After about four weeks of daily baths, ointments, and medication, Oliver finally made a breakthrough. His horribly irritated skin had begun clearing and he suddenly wasn’t spending his days in pain.


He was actually smiling.

“He stopped trying to rub his body everywhere to get relief.” Lee said. “He just opened up. He wanted love. He wanted to play. He wanted to go on walks. It was great to see him just be a normal, happy dog.”

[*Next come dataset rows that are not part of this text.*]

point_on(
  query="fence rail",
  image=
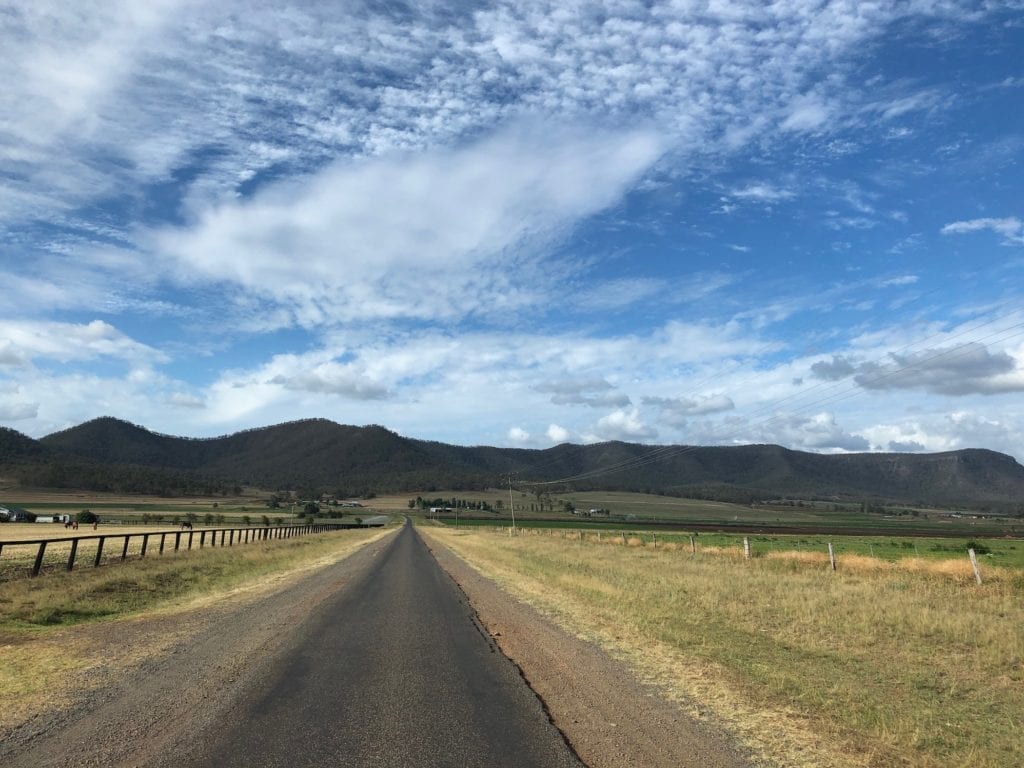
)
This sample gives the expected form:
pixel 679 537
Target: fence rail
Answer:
pixel 180 539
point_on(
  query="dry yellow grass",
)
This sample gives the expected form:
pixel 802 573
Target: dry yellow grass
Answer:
pixel 43 665
pixel 877 665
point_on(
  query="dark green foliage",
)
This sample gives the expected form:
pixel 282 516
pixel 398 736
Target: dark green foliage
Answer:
pixel 315 456
pixel 87 516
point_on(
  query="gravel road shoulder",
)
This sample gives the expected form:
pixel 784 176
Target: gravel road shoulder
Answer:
pixel 194 665
pixel 610 718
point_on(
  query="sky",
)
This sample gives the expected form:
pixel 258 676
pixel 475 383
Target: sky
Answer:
pixel 518 223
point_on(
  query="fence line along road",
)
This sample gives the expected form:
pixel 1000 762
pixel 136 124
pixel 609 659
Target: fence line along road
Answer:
pixel 186 537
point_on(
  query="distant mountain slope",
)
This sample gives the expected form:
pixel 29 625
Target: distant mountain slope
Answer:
pixel 320 455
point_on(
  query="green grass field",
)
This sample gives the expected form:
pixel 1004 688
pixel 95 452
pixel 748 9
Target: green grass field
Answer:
pixel 879 665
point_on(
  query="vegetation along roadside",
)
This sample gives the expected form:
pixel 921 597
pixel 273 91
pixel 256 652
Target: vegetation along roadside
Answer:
pixel 875 665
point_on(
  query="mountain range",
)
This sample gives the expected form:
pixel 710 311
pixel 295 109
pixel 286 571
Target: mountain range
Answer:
pixel 320 456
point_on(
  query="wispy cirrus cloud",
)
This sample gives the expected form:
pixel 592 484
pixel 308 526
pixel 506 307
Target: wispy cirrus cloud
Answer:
pixel 1011 228
pixel 437 236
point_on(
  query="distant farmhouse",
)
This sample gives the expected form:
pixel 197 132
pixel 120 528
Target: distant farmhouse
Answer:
pixel 15 514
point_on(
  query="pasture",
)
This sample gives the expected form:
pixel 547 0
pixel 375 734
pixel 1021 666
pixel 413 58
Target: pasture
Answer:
pixel 636 510
pixel 902 663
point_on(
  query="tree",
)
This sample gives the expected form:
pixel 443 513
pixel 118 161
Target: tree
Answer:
pixel 87 516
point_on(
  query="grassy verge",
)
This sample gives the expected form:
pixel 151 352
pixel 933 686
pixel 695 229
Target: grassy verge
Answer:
pixel 879 665
pixel 61 599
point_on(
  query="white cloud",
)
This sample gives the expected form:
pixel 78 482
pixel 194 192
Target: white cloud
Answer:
pixel 817 432
pixel 1011 227
pixel 806 114
pixel 593 392
pixel 624 425
pixel 66 342
pixel 17 411
pixel 436 236
pixel 518 435
pixel 763 193
pixel 968 369
pixel 180 399
pixel 558 434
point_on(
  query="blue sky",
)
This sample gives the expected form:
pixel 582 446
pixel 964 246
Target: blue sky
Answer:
pixel 518 223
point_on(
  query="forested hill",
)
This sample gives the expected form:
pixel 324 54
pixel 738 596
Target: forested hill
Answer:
pixel 322 456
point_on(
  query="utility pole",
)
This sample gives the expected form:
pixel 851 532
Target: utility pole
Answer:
pixel 511 504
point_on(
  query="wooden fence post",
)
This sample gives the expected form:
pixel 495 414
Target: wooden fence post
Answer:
pixel 39 559
pixel 974 564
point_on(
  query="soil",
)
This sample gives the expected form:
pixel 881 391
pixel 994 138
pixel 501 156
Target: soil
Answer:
pixel 160 683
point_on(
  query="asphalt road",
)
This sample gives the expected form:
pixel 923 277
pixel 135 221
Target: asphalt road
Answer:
pixel 393 671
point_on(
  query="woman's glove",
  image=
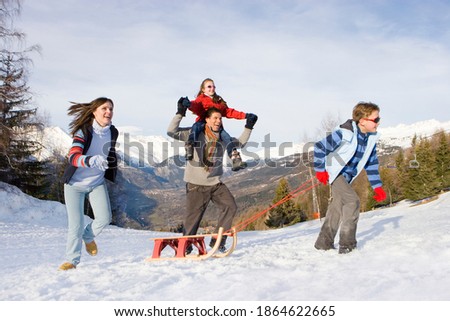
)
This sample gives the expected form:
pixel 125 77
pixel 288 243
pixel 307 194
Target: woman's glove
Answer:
pixel 99 162
pixel 251 120
pixel 380 194
pixel 182 105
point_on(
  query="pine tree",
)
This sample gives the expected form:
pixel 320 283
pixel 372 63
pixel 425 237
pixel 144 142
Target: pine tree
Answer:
pixel 286 213
pixel 18 119
pixel 421 176
pixel 443 160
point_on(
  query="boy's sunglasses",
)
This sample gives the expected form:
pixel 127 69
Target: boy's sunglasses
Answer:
pixel 376 120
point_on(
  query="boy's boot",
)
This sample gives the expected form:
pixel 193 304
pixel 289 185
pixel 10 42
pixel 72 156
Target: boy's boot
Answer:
pixel 189 147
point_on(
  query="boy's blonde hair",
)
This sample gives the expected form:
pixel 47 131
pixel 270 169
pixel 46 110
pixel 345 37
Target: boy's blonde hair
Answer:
pixel 364 110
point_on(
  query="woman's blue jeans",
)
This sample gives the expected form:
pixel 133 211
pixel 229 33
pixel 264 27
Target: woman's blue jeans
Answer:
pixel 75 197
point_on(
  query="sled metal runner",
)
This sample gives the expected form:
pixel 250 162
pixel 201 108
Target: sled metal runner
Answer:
pixel 180 243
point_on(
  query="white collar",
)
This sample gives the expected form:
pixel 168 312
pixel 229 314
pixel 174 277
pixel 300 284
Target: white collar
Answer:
pixel 99 130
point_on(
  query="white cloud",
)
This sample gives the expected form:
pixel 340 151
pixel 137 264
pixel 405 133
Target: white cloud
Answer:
pixel 291 62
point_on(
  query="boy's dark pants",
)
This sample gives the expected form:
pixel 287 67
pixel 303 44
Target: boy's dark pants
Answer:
pixel 198 198
pixel 343 211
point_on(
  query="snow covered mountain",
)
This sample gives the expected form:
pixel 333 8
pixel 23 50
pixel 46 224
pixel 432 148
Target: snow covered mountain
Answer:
pixel 149 151
pixel 403 254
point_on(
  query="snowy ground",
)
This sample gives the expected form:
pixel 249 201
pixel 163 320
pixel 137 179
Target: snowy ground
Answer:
pixel 403 255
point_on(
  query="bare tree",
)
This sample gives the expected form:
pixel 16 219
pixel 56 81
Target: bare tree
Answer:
pixel 17 113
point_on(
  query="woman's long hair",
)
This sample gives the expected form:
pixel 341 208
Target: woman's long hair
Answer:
pixel 216 98
pixel 84 113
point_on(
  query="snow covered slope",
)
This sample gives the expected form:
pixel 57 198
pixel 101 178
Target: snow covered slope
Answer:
pixel 403 254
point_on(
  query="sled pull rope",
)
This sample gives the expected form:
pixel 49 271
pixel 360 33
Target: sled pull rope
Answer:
pixel 300 190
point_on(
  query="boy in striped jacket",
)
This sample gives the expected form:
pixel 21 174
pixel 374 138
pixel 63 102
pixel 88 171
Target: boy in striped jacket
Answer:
pixel 338 159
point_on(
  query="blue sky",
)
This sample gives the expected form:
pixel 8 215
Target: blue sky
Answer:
pixel 293 63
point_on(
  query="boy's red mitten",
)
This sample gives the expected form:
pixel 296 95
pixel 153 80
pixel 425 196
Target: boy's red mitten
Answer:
pixel 323 177
pixel 380 194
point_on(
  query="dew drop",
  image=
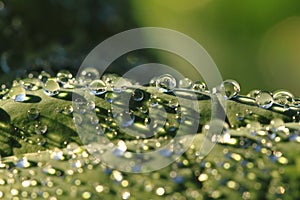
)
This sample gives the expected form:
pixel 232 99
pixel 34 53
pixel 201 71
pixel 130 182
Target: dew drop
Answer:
pixel 166 83
pixel 253 93
pixel 199 86
pixel 33 114
pixel 23 163
pixel 283 97
pixel 138 95
pixel 125 119
pixel 97 87
pixel 185 83
pixel 41 129
pixel 51 87
pixel 264 99
pixel 63 76
pixel 88 75
pixel 44 76
pixel 229 89
pixel 18 93
pixel 125 195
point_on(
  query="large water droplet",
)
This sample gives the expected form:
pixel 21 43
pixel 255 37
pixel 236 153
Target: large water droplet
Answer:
pixel 97 87
pixel 51 87
pixel 166 83
pixel 18 93
pixel 283 97
pixel 264 99
pixel 229 89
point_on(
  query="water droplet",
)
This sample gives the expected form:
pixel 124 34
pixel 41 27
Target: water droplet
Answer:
pixel 44 76
pixel 229 89
pixel 57 154
pixel 173 103
pixel 33 114
pixel 97 87
pixel 17 93
pixel 160 191
pixel 185 83
pixel 63 76
pixel 49 170
pixel 88 75
pixel 91 105
pixel 264 99
pixel 283 97
pixel 23 163
pixel 138 95
pixel 86 195
pixel 125 119
pixel 253 93
pixel 199 86
pixel 77 119
pixel 166 83
pixel 125 195
pixel 41 129
pixel 51 87
pixel 68 110
pixel 110 97
pixel 120 149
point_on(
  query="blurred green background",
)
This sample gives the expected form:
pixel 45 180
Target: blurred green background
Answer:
pixel 254 42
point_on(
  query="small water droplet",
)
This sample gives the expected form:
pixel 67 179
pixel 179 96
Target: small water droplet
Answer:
pixel 125 195
pixel 185 83
pixel 63 76
pixel 89 74
pixel 253 93
pixel 264 99
pixel 166 83
pixel 229 89
pixel 17 93
pixel 138 95
pixel 283 97
pixel 125 119
pixel 97 87
pixel 199 86
pixel 51 87
pixel 41 129
pixel 33 114
pixel 23 163
pixel 44 76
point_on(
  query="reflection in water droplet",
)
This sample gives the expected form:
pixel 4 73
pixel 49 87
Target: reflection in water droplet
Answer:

As the days went on, Oliver kept getting better and better. He became obsessed with toys and even started going on runs with Lee. He became excited about meeting new people and other dogs, too.


“He’s just a big puppy who wants to play.´´ Lee said. “But he can be super lovey and affectionate and cuddly.”

After six weeks with his foster parents, Oliver is finally mange-free and healthy.

He’s now looking for the perfect family to spend his days with — a moment Lee and Smith are anxiously awaiting.


After seeing Oliver’s strong will to recover, they can’t wait for him to finally get the loving home he deserves.

“It’s like he’s experiencing love for the first time.” Smith said. “And he just loves everyone right back.”